I love to rhetorically analyze things; thus, I have decided to do a rhetorical analysis on this blog post http://www.salon.com/life/feature/2011/01/15/feminist_obsessed_with_mormon_blogs
The rhetoric situation of this blog is focusing on why mormon "mommy blogs" are so uplifting for everyday people who may or may not have religious focuses in their lives.
1.The author is trying to show that even though her ideas of faith (or lack thereof) are inherently different from mormons, they do not seem to diminish her fascination with the messages that mormons present in their blogs, and she appreciates their positive attitude; she wants to share her experience to persuade others to read them.
2. The author uses several different tools of logic (logos) to strengthen her argument. For instance, she says that mormons are so good at blogging because "Church elders have long encouraged members to keep regular journals for the dual purposes of historical record-keeping and promoting spiritual insight, and as a result Mormons are champion journalers and scrapbookers," which only makes sense. The author also uses emotional connection to improve her argument through examples of her personal experience in reading mormon mommy blogs.
3. These tools that the author uses in this blog helps the audience believe that since she has had such a positive outcome with reading mormon blogs, that they too can feel the "uplifting" experience that she has. Also, the author helps the audience think that in a general sense, people do not have to have the same beliefs, to raise each other up and encourage good morals.
4. The author needs the audience/reader to think, feel, and believe in her blog because she feels so strongly about the subject of being a feminist-athiest, but that she is able to read something by someone of completely opposite beliefs; she just wants to help others know that they can fall into the same category.

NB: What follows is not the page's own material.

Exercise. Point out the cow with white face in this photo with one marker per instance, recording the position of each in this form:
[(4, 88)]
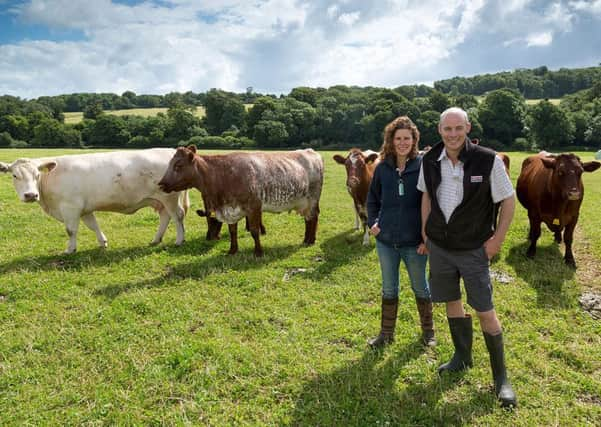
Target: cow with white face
[(360, 167), (75, 186)]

All in all, I think this blog is very interesting. Mostly because I, myself, am a member of the Church of Jesus Christ of Latter-day Saints (Mormon religion), and I think it intriguing that this woman has been so affected from reading from members of my same faith and feels the obligation to share that with others. I just think that that is a pretty cool trend of blogging about others blogs-- kind of weird, but still cool. (I'm a hypocrite, obviously. hahaha!)